Un’altra caratteristica comune, se si vuole, è la scarsa elaborazione teorica. A parte la terapia meta- cognitiva di A. Wells, non sono quasi mai ben chiari i principi del cambiamento ipotizzati ed i relativi modelli di psicopatologia; qualora questi siano abbastanza chiari, non è chiaro come siano compatibili con gli attuali paradigmi di studio della mente e del comportamento, e talvolta non è neanche chiaro come le procedure proposte derivino dai principi proposti (vedi ad es. nella ACT di S. Hayes).

Un’idea di fondo sembra essere che i problemi psicopatologici derivino dal rifiuto o dai tentativi del soggetto di soppressione delle emozioni (v. Barlow); gli interventi psicologici, pertanto, dovrebbero promuovere l’esposizione all’esperienza emotiva e la sua accettazione. Tuttavia, questa idea, per quanto comune, non è chiaramente visibile in tutte le proposte della III onda e comunque non è nuova.

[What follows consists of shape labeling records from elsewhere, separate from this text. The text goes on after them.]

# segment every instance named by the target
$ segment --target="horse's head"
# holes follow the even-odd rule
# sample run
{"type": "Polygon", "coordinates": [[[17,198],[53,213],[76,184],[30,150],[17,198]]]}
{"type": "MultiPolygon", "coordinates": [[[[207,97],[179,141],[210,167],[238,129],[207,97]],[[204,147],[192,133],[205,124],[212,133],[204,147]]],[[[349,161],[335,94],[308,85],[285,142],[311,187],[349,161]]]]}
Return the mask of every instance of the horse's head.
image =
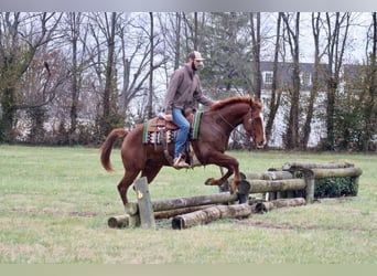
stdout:
{"type": "Polygon", "coordinates": [[[255,147],[258,149],[263,148],[266,145],[266,135],[262,104],[260,100],[250,98],[250,113],[244,117],[243,124],[255,147]]]}

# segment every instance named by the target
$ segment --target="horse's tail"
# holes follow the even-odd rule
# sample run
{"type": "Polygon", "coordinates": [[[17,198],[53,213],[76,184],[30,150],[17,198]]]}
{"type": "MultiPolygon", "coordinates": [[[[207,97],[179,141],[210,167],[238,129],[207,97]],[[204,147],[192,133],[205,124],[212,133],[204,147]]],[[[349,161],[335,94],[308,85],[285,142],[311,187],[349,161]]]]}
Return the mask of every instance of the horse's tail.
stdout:
{"type": "Polygon", "coordinates": [[[103,167],[105,168],[105,170],[114,171],[111,162],[110,162],[110,155],[111,155],[114,142],[117,140],[118,137],[126,137],[127,135],[128,135],[128,131],[126,129],[115,128],[107,136],[106,140],[100,147],[100,162],[103,167]]]}

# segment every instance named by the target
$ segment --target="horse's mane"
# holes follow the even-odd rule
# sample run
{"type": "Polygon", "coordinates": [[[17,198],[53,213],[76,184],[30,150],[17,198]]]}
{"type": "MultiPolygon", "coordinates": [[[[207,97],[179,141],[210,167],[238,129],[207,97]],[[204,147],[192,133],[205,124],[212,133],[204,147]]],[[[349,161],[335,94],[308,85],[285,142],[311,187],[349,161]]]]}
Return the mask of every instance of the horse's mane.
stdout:
{"type": "Polygon", "coordinates": [[[224,106],[237,104],[237,103],[245,103],[250,106],[256,104],[257,106],[259,106],[259,108],[261,108],[262,106],[259,100],[255,100],[254,97],[251,96],[234,96],[230,98],[225,98],[225,99],[215,102],[213,105],[211,105],[209,110],[218,110],[223,108],[224,106]]]}

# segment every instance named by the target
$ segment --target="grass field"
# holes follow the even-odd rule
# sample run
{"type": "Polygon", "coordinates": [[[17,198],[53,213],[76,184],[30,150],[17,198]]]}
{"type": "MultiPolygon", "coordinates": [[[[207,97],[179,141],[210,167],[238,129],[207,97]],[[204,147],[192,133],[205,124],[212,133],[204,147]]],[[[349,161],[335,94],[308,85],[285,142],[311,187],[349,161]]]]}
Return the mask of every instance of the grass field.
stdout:
{"type": "MultiPolygon", "coordinates": [[[[347,201],[273,210],[245,220],[219,220],[176,231],[107,226],[123,212],[117,192],[119,150],[107,173],[99,150],[0,145],[0,263],[14,264],[376,264],[377,156],[283,151],[229,152],[241,171],[289,161],[348,160],[363,169],[347,201]]],[[[152,199],[217,192],[205,187],[217,167],[164,168],[152,199]]],[[[132,190],[131,201],[136,200],[132,190]]]]}

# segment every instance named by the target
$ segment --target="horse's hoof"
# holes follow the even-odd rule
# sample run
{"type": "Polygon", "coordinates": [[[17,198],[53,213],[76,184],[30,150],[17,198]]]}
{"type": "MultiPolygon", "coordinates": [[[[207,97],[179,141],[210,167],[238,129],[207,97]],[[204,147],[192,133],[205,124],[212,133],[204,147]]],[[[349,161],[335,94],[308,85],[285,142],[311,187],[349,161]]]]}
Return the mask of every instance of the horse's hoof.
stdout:
{"type": "Polygon", "coordinates": [[[214,185],[215,184],[215,179],[214,178],[208,178],[205,182],[205,185],[214,185]]]}
{"type": "Polygon", "coordinates": [[[235,183],[231,183],[231,184],[230,184],[230,189],[229,189],[230,194],[234,194],[234,193],[236,192],[236,190],[237,190],[236,184],[235,184],[235,183]]]}

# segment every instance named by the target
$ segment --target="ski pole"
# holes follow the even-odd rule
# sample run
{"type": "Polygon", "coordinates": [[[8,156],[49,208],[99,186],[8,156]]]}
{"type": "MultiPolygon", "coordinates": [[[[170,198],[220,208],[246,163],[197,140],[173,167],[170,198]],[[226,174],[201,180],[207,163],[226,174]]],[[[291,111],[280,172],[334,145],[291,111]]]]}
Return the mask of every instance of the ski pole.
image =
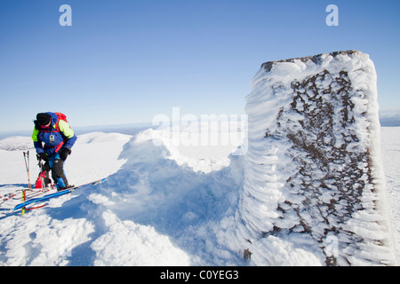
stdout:
{"type": "MultiPolygon", "coordinates": [[[[29,151],[27,153],[24,152],[24,161],[25,161],[25,168],[27,168],[28,173],[28,189],[30,191],[30,178],[29,178],[29,151]]],[[[25,189],[22,191],[22,201],[25,201],[27,199],[27,193],[25,189]]],[[[22,216],[25,214],[25,207],[22,208],[21,211],[22,216]]]]}

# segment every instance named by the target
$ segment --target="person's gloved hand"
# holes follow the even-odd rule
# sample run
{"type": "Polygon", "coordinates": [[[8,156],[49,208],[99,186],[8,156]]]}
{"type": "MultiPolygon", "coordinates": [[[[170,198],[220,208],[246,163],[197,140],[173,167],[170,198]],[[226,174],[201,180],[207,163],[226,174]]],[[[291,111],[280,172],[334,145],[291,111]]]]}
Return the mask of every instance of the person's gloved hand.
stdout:
{"type": "Polygon", "coordinates": [[[69,154],[71,154],[71,150],[69,150],[68,148],[62,148],[61,150],[60,150],[60,158],[62,161],[65,161],[67,160],[67,157],[69,154]]]}
{"type": "Polygon", "coordinates": [[[39,158],[42,159],[44,162],[48,162],[49,161],[49,156],[45,153],[39,154],[39,158]]]}

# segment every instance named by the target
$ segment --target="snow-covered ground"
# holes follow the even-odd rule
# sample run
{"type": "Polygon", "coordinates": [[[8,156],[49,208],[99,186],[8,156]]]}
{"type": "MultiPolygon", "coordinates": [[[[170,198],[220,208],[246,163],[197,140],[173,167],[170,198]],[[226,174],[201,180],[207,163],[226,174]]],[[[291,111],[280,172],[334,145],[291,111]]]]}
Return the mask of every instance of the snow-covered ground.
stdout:
{"type": "MultiPolygon", "coordinates": [[[[257,254],[244,259],[233,227],[243,182],[241,156],[228,157],[232,147],[209,146],[199,152],[173,146],[164,134],[148,130],[134,137],[79,136],[65,166],[69,181],[107,181],[50,200],[23,217],[6,209],[20,201],[3,203],[0,265],[256,264],[257,254]]],[[[381,140],[398,241],[400,128],[382,128],[381,140]]],[[[22,151],[30,146],[30,138],[0,141],[0,195],[27,185],[22,151]],[[12,145],[20,146],[12,150],[12,145]]],[[[38,173],[36,163],[31,158],[31,181],[38,173]]],[[[324,264],[312,250],[268,240],[275,250],[265,254],[275,264],[324,264]]],[[[261,242],[258,246],[263,249],[261,242]]]]}

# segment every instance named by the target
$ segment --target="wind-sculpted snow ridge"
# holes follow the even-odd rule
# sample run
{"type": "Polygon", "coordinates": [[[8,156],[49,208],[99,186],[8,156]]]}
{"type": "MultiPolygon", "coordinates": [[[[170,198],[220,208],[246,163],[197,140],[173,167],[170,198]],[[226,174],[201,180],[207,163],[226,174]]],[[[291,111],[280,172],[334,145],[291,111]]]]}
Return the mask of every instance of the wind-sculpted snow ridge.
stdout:
{"type": "Polygon", "coordinates": [[[261,66],[238,229],[255,264],[396,264],[376,81],[356,51],[261,66]]]}

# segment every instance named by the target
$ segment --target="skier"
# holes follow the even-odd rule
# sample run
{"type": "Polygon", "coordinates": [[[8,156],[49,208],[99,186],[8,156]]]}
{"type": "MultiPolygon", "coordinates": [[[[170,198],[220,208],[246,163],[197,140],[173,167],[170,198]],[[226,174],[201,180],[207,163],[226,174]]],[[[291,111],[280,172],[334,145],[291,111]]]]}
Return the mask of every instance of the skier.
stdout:
{"type": "Polygon", "coordinates": [[[40,159],[45,162],[44,169],[52,169],[52,178],[58,191],[73,187],[68,185],[63,166],[76,136],[66,116],[60,113],[40,113],[34,122],[32,140],[40,159]]]}

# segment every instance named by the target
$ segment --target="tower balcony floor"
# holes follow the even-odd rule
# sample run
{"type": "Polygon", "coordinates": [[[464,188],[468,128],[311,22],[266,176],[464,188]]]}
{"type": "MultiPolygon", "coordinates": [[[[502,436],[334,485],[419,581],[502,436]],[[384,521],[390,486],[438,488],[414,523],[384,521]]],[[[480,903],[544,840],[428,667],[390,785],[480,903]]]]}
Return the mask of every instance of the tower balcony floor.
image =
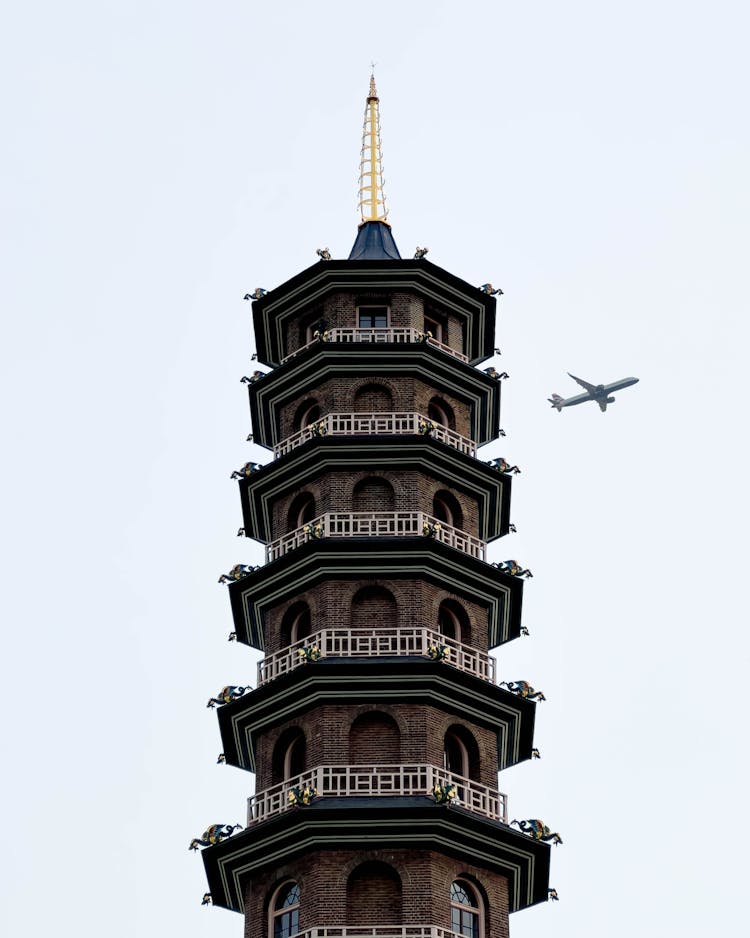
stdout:
{"type": "Polygon", "coordinates": [[[420,532],[418,537],[315,538],[283,563],[264,564],[235,580],[228,589],[237,641],[265,648],[269,609],[328,580],[363,576],[424,580],[484,606],[490,648],[520,635],[525,581],[420,532]]]}
{"type": "Polygon", "coordinates": [[[452,803],[508,823],[508,796],[487,785],[434,765],[319,765],[247,799],[248,826],[296,809],[295,789],[312,789],[318,798],[382,798],[424,795],[435,800],[437,787],[455,785],[452,803]]]}
{"type": "Polygon", "coordinates": [[[320,436],[433,436],[441,443],[452,446],[467,456],[476,456],[477,445],[468,437],[435,423],[424,414],[410,412],[394,413],[336,413],[327,414],[310,426],[287,437],[273,448],[275,459],[320,436]]]}
{"type": "Polygon", "coordinates": [[[322,537],[431,537],[486,560],[485,541],[454,528],[423,511],[328,511],[307,524],[276,538],[266,546],[266,560],[278,560],[289,551],[322,537]]]}
{"type": "MultiPolygon", "coordinates": [[[[497,769],[532,756],[537,703],[423,657],[320,658],[257,687],[217,710],[227,765],[256,771],[258,743],[269,732],[316,708],[403,704],[434,708],[490,731],[497,740],[497,769]]],[[[424,750],[419,750],[424,751],[424,750]]],[[[344,751],[321,761],[338,762],[344,751]]],[[[394,758],[394,757],[391,757],[394,758]]],[[[417,755],[412,759],[436,758],[417,755]]],[[[439,758],[439,757],[438,757],[439,758]]],[[[494,784],[495,777],[483,778],[494,784]]]]}
{"type": "MultiPolygon", "coordinates": [[[[206,847],[202,860],[214,905],[241,912],[249,884],[269,869],[281,869],[316,851],[372,854],[393,850],[433,851],[464,866],[499,873],[508,882],[511,913],[547,901],[549,844],[461,805],[437,805],[424,796],[320,798],[307,808],[270,817],[206,847]]],[[[404,934],[400,926],[381,927],[377,933],[367,926],[362,926],[363,931],[342,926],[311,934],[329,938],[450,935],[448,931],[404,934]]]]}
{"type": "Polygon", "coordinates": [[[463,938],[438,925],[328,925],[290,938],[463,938]]]}
{"type": "MultiPolygon", "coordinates": [[[[378,381],[421,382],[433,393],[449,394],[465,408],[464,432],[478,446],[495,439],[500,425],[502,382],[468,362],[445,355],[428,343],[318,342],[247,385],[253,439],[273,448],[281,442],[282,414],[291,403],[317,398],[327,382],[350,385],[363,376],[378,381]]],[[[286,436],[288,431],[284,431],[286,436]]]]}
{"type": "Polygon", "coordinates": [[[324,333],[321,334],[320,338],[311,339],[306,345],[303,345],[301,348],[296,349],[290,355],[282,358],[281,364],[283,365],[284,362],[288,362],[291,358],[299,355],[300,352],[304,352],[305,349],[310,348],[311,345],[319,345],[321,342],[375,342],[377,344],[387,343],[389,345],[395,343],[403,344],[424,342],[428,345],[432,345],[434,348],[440,349],[441,352],[452,355],[459,361],[468,362],[469,360],[468,356],[464,355],[463,352],[459,352],[456,349],[451,348],[450,345],[446,345],[444,342],[439,342],[437,339],[434,339],[426,332],[420,332],[419,329],[408,327],[361,329],[353,327],[327,329],[324,333]]]}
{"type": "Polygon", "coordinates": [[[320,629],[259,661],[258,686],[305,665],[310,653],[306,649],[315,649],[316,658],[376,658],[394,655],[439,658],[459,671],[495,683],[496,662],[487,652],[464,645],[434,629],[393,626],[377,629],[320,629]],[[447,650],[447,654],[439,651],[440,646],[447,650]],[[434,649],[432,653],[431,649],[434,649]]]}

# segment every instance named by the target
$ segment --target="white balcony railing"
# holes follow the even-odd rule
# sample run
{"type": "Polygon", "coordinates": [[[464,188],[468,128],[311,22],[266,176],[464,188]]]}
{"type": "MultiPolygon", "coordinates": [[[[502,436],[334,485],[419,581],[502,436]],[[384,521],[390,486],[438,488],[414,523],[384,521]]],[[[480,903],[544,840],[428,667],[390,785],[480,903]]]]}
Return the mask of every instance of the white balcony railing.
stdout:
{"type": "Polygon", "coordinates": [[[417,413],[328,414],[277,443],[273,448],[273,455],[276,459],[285,456],[316,436],[414,436],[423,433],[420,427],[425,425],[432,428],[429,435],[436,440],[468,456],[476,456],[477,445],[473,440],[417,413]]]}
{"type": "Polygon", "coordinates": [[[438,925],[326,925],[291,938],[462,938],[438,925]]]}
{"type": "Polygon", "coordinates": [[[495,659],[486,652],[447,638],[428,628],[321,629],[258,662],[258,685],[272,681],[306,663],[300,654],[315,646],[321,658],[376,658],[384,656],[430,656],[430,646],[445,645],[443,659],[459,671],[495,682],[495,659]]]}
{"type": "MultiPolygon", "coordinates": [[[[435,785],[456,785],[454,804],[508,823],[508,796],[434,765],[319,765],[247,799],[247,823],[265,821],[294,805],[293,788],[314,788],[320,798],[379,798],[430,795],[435,785]]],[[[304,810],[301,808],[299,810],[304,810]]]]}
{"type": "Polygon", "coordinates": [[[311,339],[306,345],[300,346],[300,348],[282,358],[281,363],[283,364],[289,361],[290,358],[299,355],[300,352],[304,351],[306,348],[310,348],[311,345],[325,344],[326,342],[376,342],[378,344],[389,343],[397,345],[426,342],[428,345],[434,345],[435,348],[439,348],[442,352],[452,355],[459,361],[467,362],[469,360],[463,352],[457,352],[455,349],[451,348],[450,345],[446,345],[444,342],[438,342],[437,339],[428,338],[426,333],[420,332],[419,329],[412,329],[406,326],[390,329],[335,328],[327,329],[324,334],[325,339],[311,339]]]}
{"type": "Polygon", "coordinates": [[[462,938],[438,925],[326,925],[291,938],[462,938]]]}
{"type": "Polygon", "coordinates": [[[319,537],[419,537],[428,530],[436,541],[479,560],[485,559],[484,541],[422,511],[328,511],[270,541],[266,545],[266,560],[270,563],[319,537]]]}

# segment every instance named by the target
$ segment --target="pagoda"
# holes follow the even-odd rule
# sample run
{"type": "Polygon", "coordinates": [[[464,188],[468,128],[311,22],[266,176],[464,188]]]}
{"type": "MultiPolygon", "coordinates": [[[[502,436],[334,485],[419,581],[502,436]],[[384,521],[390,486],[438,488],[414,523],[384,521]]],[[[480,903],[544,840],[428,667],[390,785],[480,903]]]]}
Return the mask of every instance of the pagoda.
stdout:
{"type": "Polygon", "coordinates": [[[233,635],[265,657],[216,702],[255,794],[203,861],[246,938],[501,938],[547,900],[556,835],[511,826],[498,789],[537,706],[489,654],[521,634],[524,588],[487,560],[512,472],[477,457],[500,432],[501,381],[477,367],[499,291],[401,257],[374,78],[360,212],[347,259],[321,250],[252,302],[270,369],[248,379],[253,439],[273,458],[237,476],[266,562],[225,579],[233,635]]]}

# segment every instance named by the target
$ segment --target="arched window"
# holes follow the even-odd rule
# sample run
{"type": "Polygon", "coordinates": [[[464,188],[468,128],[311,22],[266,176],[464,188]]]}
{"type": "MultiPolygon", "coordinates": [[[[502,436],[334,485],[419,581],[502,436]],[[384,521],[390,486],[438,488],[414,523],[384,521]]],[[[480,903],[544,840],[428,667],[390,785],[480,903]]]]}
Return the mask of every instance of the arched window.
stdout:
{"type": "Polygon", "coordinates": [[[294,603],[281,620],[281,647],[293,645],[312,631],[310,607],[305,602],[294,603]]]}
{"type": "Polygon", "coordinates": [[[445,749],[443,760],[446,769],[452,775],[461,775],[466,778],[469,774],[469,750],[461,737],[455,732],[445,734],[445,749]]]}
{"type": "Polygon", "coordinates": [[[363,586],[352,598],[353,629],[393,628],[398,625],[398,607],[393,594],[382,586],[363,586]]]}
{"type": "Polygon", "coordinates": [[[463,528],[464,513],[461,511],[461,503],[451,492],[444,489],[435,492],[432,499],[432,513],[445,524],[450,524],[454,528],[463,528]]]}
{"type": "Polygon", "coordinates": [[[435,423],[440,423],[451,430],[456,429],[456,416],[453,408],[442,397],[433,397],[427,407],[427,416],[435,423]]]}
{"type": "Polygon", "coordinates": [[[446,638],[471,644],[471,625],[466,610],[454,599],[445,599],[438,609],[438,629],[446,638]]]}
{"type": "Polygon", "coordinates": [[[398,765],[401,733],[387,713],[373,710],[357,717],[349,729],[351,765],[398,765]]]}
{"type": "Polygon", "coordinates": [[[354,486],[352,492],[354,511],[393,511],[394,505],[393,486],[387,479],[368,476],[354,486]]]}
{"type": "Polygon", "coordinates": [[[346,884],[347,925],[400,925],[401,877],[387,863],[370,860],[346,884]]]}
{"type": "Polygon", "coordinates": [[[363,384],[354,395],[352,410],[357,414],[391,413],[394,407],[390,388],[383,384],[363,384]]]}
{"type": "Polygon", "coordinates": [[[292,726],[281,734],[273,747],[271,776],[274,785],[301,775],[305,771],[307,745],[305,734],[298,726],[292,726]]]}
{"type": "Polygon", "coordinates": [[[315,496],[312,492],[300,492],[292,499],[287,513],[287,531],[301,528],[303,524],[312,521],[315,517],[315,496]]]}
{"type": "Polygon", "coordinates": [[[271,900],[269,938],[290,938],[299,932],[299,885],[282,883],[271,900]]]}
{"type": "Polygon", "coordinates": [[[451,883],[451,931],[465,938],[482,938],[483,919],[476,891],[462,879],[451,883]]]}
{"type": "Polygon", "coordinates": [[[320,404],[314,397],[308,397],[307,400],[302,401],[294,413],[295,431],[304,430],[311,423],[320,420],[320,416],[320,404]]]}

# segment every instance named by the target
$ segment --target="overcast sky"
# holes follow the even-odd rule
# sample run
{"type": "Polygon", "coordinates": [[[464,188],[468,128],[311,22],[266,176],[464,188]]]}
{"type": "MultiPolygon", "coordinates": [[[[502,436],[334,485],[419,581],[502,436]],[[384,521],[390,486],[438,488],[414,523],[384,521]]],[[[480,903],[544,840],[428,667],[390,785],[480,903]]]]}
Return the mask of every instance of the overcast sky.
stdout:
{"type": "Polygon", "coordinates": [[[239,938],[190,838],[243,821],[205,701],[255,680],[216,583],[261,549],[249,304],[356,234],[377,62],[404,256],[492,281],[544,690],[513,817],[561,901],[512,938],[737,933],[747,870],[746,4],[6,5],[9,936],[239,938]],[[546,398],[635,375],[606,414],[546,398]]]}

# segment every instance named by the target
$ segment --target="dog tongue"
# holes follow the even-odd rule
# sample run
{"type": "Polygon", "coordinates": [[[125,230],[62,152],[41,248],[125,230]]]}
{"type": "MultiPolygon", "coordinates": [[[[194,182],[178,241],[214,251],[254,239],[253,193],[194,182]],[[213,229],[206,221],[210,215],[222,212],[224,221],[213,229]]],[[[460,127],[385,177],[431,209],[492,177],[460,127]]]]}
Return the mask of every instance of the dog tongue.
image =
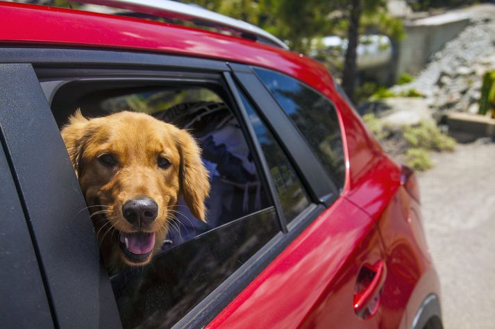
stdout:
{"type": "Polygon", "coordinates": [[[136,255],[148,254],[155,246],[154,233],[121,233],[120,240],[122,243],[126,243],[127,238],[127,249],[131,253],[136,255]]]}

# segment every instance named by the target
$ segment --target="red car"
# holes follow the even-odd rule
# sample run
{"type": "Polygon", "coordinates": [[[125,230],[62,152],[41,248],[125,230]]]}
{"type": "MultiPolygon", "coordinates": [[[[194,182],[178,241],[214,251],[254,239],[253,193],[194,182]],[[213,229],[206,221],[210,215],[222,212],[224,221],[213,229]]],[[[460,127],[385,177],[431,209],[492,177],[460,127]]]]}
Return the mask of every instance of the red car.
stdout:
{"type": "Polygon", "coordinates": [[[0,2],[0,327],[442,328],[414,175],[324,66],[196,7],[92,2],[126,10],[0,2]],[[60,135],[77,108],[190,129],[208,223],[108,273],[60,135]]]}

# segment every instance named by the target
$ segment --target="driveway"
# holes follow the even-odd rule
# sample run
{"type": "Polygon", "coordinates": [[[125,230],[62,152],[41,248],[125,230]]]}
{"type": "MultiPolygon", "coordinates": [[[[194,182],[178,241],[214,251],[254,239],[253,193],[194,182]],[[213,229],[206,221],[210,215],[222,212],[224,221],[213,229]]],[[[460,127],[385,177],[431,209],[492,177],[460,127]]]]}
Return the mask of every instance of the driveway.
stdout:
{"type": "Polygon", "coordinates": [[[495,328],[495,143],[436,154],[419,175],[446,329],[495,328]]]}

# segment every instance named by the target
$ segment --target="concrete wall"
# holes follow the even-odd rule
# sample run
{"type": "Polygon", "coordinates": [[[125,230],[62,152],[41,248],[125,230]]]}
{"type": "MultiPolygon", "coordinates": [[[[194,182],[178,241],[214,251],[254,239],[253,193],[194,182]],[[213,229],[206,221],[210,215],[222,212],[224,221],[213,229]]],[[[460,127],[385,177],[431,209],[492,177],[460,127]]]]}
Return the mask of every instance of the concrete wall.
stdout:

Per quanto riguarda l’efficacia delle procedure, solo ora cominciano ad emergere alcuni risultati, ma almeno fino a pochi anni fa i criteri di Chambless e Ollendick (2001) per poter etichettare questi trattamenti psicoterapici come “empiricamente fondati” (EST) non erano soddisfatti, laddove lo sono invece per la CBT tradizionale in molte condizioni cliniche (Ost L.G., 2008).

8 L’integrazione con gli approcci non cognitivi. Cosa ne pensi? Tu l’hai effettuata in prima persona? In modo solo teorico e o seguendo varie forme di training? Se lo hai fatto, cosa ne hai ricavato e come lo ha inserito nella cornice teorica di riferimento?

Io ho inizialmente effettuato l’integrazione inversa, da quando ho iniziato ad usare l’approccio comportamentale, insieme a S. Borgo, a seguito della nostra formazione con V. Meyer (un allievo di H.J. Eysenck). Ho cioè integrato inizialmente l’approccio cognitivo (successivo) a quello comportamentale (precedente), di cui credo di aver acquisito e conservato la lezione metodologica.

Tuttavia, il determinismo reciproco, come ho detto inizialmente, non può essere considerato semplicemente “cognitivo” o “comportamentale”. Credo che, in termini di paradigmi scientifici, potrebbe essere considerato un approccio vicino al connessionismo, secondo alcuni un paradigma emergente.

Non dimentichiamo che la psicoterapia è ben lontana dall’aver raggiunto uno statuto di scienza. A malapena stiamo uscendo adesso da un lungo periodo pre-scientifico che ha inquinato pesantemente il linguaggio, le teorie e le prassi dal fare psicoterapia. Questa rimane una disciplina applicativa, non ancora una scienza, anche se consente uno speciale osservatorio sul comportamento umano.

Infine, non credo affatto che altri approcci debbano essere integrati con quello cognitivista. Credo piuttosto che chi vuole fare proposte nuove le debba presentarle abbastanza chiaramente da consentire le necessarie verifiche: sia verifiche di efficacia delle procedure che di validità dei presupposti teorici. Solo qualora queste verifiche siano state superate si può pensare all’utilità di qualunque “integrazione”.